Active Directory Federation Services (AD FS) - Legacy Authentication Methods - Foundation 23.1 - Foundation 23.1 - Ready - OnBase - Essential - Premier - Standard - external - Essential - Premier - Standard

Legacy Authentication Methods

Platform
OnBase
Product
Legacy Authentication Methods
Release
Foundation 23.1
License
Essential
Premier
Standard

The following information is specific to configuring Active Directory Federation Services (AD FS).

General Considerations

When the OnBase Web and Application Servers are upgraded, the web.config files of the servers are replaced, which means the previously configured AD FS instance is removed.

Before upgrading, the web.config files of the servers should be backed up. The AD FS configuration information can be copied from the backup of the previous versions of the web.config files into the upgraded versions. In most cases, additional reconfiguration is not required as long as the certificates did not change.
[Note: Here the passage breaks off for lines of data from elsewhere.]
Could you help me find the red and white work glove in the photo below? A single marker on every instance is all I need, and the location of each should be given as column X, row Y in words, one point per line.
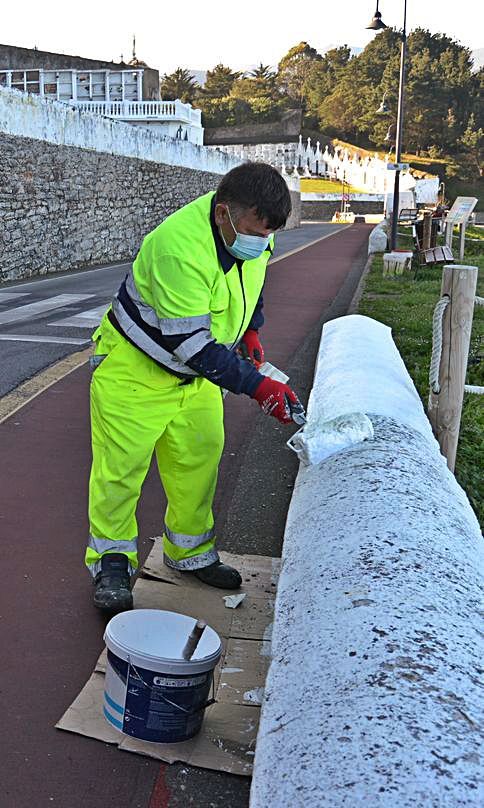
column 274, row 399
column 250, row 348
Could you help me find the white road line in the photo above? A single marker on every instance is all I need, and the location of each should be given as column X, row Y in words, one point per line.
column 8, row 296
column 36, row 338
column 68, row 275
column 84, row 319
column 32, row 309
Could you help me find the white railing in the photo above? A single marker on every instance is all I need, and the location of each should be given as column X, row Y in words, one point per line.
column 141, row 110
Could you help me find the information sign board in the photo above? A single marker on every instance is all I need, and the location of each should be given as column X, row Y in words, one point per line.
column 461, row 209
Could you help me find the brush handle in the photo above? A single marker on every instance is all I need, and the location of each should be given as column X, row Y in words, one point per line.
column 194, row 639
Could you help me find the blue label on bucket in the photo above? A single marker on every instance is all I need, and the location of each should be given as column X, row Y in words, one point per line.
column 161, row 707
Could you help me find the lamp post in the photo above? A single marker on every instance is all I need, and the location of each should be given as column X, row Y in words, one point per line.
column 377, row 24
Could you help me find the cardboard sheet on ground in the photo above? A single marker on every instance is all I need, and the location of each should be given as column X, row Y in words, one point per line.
column 259, row 573
column 227, row 739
The following items should also be noted when configuring AD FS:

  • The default website name in the web.config files is case sensitive and must match exactly in all places it is configured.

  • The OnBase Application Server requires signing certificates for both AD FS and the Web application.

  • The AD FS Server requires signing certificates for both the AD FS Server and the Web application.

  • The account running the AD FS service on the AD FS server, and the account running the application pools on the OnBase Web and Application Servers, need read access to the private key of the SSL certificate.